Khanna also points to LangChain's Managed Deep Agents and Anthropic's writing on harness design for long-running agents as signs that the abstraction is converging. Application teams want to specify behavior and proprietary capabilities, not repeatedly implement session management, credential handling, browser access, sandboxing and long-running task orchestration.
That pattern is showing up outside media generation as well. RuntimeWire reported in May that Zerostack shipped a small Rust-native coding agent with multi-model support, a terminal UI, sandboxed bash and permissions. Different market, same pressure: agent builders are packaging the operational layer because end users increasingly expect ChatGPT- and Claude-like behaviors inside specialized software.

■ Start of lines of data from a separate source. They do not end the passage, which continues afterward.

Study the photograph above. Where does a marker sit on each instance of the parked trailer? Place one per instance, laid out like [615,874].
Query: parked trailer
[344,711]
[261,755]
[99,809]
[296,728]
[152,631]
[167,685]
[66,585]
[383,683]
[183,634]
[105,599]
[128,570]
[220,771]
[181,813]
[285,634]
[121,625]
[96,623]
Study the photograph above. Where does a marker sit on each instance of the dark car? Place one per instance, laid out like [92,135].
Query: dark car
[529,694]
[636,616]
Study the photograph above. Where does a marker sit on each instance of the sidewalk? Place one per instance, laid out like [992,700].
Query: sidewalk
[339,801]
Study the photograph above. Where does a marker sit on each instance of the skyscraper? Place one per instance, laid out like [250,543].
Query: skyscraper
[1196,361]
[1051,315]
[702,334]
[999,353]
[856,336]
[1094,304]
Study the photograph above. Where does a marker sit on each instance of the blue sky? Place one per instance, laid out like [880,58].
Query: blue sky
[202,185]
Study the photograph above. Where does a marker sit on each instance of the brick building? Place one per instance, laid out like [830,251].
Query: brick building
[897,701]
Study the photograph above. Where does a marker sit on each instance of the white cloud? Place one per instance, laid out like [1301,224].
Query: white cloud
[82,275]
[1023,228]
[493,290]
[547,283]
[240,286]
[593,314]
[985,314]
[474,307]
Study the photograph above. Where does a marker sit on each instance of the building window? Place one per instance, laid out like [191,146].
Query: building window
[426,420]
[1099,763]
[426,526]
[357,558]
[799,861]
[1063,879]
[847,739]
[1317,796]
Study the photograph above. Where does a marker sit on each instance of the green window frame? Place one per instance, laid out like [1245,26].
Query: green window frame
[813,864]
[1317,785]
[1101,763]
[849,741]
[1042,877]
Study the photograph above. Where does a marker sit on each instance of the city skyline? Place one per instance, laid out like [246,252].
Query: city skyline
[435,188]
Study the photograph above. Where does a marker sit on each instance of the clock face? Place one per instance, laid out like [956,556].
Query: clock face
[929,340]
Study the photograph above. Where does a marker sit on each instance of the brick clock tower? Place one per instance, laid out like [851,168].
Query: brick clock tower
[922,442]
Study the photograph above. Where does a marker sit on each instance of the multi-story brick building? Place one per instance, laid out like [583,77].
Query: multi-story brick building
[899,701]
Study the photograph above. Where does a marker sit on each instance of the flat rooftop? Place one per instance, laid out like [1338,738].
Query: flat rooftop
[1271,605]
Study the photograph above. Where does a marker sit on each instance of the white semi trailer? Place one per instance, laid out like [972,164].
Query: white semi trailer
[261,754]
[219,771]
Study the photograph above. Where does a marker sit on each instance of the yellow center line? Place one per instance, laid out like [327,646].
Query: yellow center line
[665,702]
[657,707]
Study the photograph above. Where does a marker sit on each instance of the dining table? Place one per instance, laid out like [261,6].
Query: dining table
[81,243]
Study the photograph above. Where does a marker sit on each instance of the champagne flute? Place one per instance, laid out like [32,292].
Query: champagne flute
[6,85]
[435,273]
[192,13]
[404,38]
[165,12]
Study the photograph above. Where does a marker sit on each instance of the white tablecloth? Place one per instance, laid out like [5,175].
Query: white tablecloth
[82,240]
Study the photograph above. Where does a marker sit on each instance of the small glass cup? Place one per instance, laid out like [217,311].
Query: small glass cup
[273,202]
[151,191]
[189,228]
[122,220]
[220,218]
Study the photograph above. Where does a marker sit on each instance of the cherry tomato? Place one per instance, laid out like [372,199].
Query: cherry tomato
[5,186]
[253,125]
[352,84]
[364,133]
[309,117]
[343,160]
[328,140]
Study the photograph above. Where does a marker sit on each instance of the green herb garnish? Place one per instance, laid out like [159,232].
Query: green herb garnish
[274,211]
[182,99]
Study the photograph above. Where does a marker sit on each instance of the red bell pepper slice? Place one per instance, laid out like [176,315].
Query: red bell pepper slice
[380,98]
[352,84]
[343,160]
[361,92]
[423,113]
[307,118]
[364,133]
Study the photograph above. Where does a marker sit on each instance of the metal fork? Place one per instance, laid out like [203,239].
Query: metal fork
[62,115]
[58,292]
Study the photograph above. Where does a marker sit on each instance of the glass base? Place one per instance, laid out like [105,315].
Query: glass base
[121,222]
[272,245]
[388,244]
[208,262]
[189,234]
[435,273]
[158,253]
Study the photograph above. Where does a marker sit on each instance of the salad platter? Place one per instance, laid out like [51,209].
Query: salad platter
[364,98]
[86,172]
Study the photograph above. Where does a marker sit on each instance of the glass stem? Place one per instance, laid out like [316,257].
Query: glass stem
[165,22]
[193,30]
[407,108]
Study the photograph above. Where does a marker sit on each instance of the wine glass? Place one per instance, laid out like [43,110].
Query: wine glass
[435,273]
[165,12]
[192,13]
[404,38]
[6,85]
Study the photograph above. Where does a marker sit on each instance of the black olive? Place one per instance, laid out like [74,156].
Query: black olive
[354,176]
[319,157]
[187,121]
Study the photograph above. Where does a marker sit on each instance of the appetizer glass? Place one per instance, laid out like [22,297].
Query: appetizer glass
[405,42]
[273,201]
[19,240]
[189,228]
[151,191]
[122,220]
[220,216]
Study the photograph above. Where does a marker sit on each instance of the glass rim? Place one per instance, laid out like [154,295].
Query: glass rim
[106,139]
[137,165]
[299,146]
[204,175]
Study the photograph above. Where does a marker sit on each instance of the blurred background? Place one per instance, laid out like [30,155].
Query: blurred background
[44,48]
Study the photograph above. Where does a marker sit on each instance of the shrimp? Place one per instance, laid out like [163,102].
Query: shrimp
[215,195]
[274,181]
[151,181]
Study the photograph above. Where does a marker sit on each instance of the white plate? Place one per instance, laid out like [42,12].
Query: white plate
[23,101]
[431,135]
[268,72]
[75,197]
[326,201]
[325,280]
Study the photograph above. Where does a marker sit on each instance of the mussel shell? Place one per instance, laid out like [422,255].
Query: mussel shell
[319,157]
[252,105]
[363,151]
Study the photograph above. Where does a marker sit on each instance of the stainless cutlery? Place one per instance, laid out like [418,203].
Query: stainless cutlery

The unanswered question is who owns the agent runtime
PrismVideos' bet is founder-friendly in the practical sense: stop doing undifferentiated work, ship the customer-facing workflow. Khanna writes that AI agent products are more likely to create differentiated value by integrating with customers' proprietary data and learning their preferences than by creating the best harness for a particular use case.
That is also where the risk sits. If Hermes becomes the standard primitive, PrismVideos' API has a clear story. If OpenAI, Anthropic, LangChain, Vercel or another managed-runtime provider turns the same feature set into cheap infrastructure, PrismVideos must prove that its hosted Hermes implementation, media workflow expertise or developer experience is enough to matter beyond PrismVideos' own app.
For now, Khanna has put a name to a real tradeoff facing AI application teams. Every hour spent reproducing memory, skills, browser tools, automations and container isolation is an hour not spent encoding what the product knows about its users. PrismVideos is betting that more teams will choose the runtime shortcut, even if the winning runtime is still being decided.